In an interview, Malema said he did not see the possibility of having to give up his seat.
“I think it is safe to say all has been taken care of”.
Malema said that in terms of what steps he would take to settle an outstanding R16 million tax bill, “for now, I don’t think they’re of serious concern”.
Speaking about himself in the third person, Malema said, “… Julius Malema leaving as leader of the EFF. I am saying it will never happen.”
On Friday, Malema’s lawyer Tumi Mokwena said his client would oppose a final sequestration of his estate, the Sunday Times reported.
Malema has until 10am on Monday to give the High Court in Pretoria reasons why his provisional sequestration should not be made final.
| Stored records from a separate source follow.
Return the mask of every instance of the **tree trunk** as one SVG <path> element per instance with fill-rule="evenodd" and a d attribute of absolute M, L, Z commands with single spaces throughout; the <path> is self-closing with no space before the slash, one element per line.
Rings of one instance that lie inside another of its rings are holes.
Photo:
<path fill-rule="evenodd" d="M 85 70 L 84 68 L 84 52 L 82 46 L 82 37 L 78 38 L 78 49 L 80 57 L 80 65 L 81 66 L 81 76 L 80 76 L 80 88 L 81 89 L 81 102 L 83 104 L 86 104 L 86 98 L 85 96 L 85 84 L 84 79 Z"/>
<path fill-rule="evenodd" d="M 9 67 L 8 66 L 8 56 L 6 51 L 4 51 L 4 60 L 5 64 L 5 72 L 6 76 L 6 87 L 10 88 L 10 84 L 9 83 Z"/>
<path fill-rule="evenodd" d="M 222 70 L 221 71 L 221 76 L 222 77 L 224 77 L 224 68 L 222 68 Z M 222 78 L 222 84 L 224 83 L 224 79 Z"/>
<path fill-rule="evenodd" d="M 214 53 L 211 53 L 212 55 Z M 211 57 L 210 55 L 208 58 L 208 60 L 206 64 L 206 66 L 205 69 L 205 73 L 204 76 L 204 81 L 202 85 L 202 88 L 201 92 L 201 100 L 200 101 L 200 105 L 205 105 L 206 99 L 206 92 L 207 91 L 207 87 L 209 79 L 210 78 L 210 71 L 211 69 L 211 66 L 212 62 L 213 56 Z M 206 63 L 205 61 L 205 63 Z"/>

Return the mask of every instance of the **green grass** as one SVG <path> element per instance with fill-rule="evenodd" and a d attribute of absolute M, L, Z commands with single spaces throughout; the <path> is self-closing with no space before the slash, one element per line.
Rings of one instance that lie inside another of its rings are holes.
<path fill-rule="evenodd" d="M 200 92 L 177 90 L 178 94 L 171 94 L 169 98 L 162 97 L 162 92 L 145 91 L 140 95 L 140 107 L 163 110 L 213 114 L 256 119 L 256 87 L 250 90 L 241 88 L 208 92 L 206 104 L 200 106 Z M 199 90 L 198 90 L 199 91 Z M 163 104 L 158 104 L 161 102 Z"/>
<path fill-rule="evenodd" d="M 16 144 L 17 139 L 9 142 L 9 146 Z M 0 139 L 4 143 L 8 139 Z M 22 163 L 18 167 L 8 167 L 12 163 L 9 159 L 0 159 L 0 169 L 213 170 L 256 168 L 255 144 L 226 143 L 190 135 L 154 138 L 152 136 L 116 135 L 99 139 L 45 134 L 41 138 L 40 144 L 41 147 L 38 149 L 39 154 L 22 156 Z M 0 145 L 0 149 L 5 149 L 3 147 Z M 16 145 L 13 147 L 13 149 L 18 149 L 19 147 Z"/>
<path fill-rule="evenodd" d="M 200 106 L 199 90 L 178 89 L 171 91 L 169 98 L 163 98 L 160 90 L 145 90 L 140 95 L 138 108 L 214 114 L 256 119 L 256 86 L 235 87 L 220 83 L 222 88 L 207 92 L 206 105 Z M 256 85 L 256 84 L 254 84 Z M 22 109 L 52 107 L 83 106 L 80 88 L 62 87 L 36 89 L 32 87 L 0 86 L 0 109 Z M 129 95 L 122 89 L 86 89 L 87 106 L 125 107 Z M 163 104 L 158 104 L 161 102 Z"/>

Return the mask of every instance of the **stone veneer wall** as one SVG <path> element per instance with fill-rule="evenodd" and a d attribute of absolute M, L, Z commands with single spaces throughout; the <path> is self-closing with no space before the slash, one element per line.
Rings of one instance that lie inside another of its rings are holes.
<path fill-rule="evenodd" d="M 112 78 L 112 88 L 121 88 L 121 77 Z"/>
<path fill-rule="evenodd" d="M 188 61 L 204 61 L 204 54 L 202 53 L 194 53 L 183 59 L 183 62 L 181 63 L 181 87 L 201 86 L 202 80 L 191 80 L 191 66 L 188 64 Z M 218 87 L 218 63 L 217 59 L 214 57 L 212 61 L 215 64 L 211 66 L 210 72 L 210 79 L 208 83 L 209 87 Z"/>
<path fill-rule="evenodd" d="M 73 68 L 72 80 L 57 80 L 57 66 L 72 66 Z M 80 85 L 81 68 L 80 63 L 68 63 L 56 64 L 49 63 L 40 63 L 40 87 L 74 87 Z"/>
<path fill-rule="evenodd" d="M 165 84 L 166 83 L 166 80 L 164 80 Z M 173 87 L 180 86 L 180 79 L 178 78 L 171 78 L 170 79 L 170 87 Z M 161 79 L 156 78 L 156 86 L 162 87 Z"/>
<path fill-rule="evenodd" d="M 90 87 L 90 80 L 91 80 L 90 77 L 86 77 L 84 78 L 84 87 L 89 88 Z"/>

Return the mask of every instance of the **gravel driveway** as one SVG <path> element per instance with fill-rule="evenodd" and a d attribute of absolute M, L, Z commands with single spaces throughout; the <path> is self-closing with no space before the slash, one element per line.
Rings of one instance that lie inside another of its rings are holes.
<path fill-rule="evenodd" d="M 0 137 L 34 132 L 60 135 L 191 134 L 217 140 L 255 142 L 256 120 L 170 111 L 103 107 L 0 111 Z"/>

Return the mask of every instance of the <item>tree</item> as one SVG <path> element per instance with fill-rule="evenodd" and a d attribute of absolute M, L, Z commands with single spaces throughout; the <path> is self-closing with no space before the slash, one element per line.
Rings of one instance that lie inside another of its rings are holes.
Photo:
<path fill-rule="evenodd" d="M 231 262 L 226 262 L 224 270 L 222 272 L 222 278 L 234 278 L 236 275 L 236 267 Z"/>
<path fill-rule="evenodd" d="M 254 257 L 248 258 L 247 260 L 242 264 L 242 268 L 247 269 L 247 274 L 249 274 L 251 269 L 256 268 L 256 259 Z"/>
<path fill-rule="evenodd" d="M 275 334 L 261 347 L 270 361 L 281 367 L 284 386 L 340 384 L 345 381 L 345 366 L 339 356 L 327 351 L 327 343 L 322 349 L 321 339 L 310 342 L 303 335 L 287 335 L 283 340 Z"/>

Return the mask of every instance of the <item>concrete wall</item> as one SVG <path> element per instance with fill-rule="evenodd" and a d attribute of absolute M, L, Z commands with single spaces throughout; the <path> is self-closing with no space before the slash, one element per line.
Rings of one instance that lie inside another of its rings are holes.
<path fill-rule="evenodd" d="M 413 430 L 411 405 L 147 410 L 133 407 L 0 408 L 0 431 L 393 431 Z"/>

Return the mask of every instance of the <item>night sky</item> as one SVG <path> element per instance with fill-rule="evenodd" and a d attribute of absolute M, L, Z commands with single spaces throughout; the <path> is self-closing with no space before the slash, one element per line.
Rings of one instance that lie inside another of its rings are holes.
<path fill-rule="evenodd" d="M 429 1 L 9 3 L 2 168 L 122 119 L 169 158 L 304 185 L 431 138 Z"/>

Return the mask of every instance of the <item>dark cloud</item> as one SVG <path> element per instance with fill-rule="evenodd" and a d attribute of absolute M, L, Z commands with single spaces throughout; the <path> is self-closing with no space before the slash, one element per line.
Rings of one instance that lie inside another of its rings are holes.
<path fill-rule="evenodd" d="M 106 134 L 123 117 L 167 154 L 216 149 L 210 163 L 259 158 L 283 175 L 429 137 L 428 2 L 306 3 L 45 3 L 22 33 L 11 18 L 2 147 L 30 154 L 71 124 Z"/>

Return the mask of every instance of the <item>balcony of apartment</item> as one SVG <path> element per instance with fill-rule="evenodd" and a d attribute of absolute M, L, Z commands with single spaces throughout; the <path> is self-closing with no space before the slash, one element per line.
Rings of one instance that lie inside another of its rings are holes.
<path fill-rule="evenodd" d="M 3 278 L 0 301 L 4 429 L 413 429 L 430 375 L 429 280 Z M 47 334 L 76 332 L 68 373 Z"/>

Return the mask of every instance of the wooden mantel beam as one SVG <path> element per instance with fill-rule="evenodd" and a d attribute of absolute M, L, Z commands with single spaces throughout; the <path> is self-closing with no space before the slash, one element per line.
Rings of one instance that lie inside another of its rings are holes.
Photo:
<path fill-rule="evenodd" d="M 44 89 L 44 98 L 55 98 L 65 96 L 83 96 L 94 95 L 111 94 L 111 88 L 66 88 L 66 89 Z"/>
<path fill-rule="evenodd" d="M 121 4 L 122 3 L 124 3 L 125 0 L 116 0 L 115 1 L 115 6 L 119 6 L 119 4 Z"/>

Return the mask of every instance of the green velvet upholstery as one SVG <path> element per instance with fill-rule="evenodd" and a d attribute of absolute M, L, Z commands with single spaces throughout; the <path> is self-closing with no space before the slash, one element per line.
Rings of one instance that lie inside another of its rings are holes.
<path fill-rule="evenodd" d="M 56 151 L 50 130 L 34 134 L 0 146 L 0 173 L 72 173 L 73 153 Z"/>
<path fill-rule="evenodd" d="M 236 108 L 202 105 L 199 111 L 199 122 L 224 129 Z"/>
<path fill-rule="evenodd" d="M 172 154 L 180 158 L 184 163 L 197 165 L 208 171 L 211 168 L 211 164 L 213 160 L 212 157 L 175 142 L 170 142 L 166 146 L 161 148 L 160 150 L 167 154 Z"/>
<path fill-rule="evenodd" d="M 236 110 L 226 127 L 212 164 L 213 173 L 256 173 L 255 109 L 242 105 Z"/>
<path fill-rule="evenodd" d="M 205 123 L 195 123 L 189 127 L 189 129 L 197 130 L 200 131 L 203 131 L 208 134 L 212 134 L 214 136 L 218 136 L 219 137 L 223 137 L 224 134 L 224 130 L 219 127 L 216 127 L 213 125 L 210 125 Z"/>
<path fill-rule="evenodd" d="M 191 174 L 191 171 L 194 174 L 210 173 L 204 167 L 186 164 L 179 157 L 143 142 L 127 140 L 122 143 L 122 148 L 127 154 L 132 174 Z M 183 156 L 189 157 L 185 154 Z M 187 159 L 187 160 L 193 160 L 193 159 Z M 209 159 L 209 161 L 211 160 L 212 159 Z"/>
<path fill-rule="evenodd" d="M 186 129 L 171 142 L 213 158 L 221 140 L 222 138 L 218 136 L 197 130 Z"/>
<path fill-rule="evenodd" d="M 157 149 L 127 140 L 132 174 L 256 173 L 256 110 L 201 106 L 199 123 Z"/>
A final sequestration order would affect Malema’s political career, as he will not be allowed to serve as a Member of Parliament.
In April, a trust was launched to collect funds to settle his R16 million SA Revenue Service (Sars) bill, but it is not clear if the trust has secured enough funds to help the firebrand Economic Freedom Fighters leader.
According to court documents, Malema owed R16m plus interest after failing to submit tax returns between 2006 and 2010.
This week, Malema, wearing a red overall and gumboots, was sworn in as an MP in the first sitting of the fifth democratic Parliament in Cape Town.
On Sunday, Malema said that the presence of his newly formed political party would ensure Parliament was “robust” and “exciting”.
“We will make our radical proposals and we will firmly put the EFF economic agenda on the table,” he told the Sunday Times.
However, he said that he was “not an entertainer”, but a politician.
“Parliament is not a circus,” he said.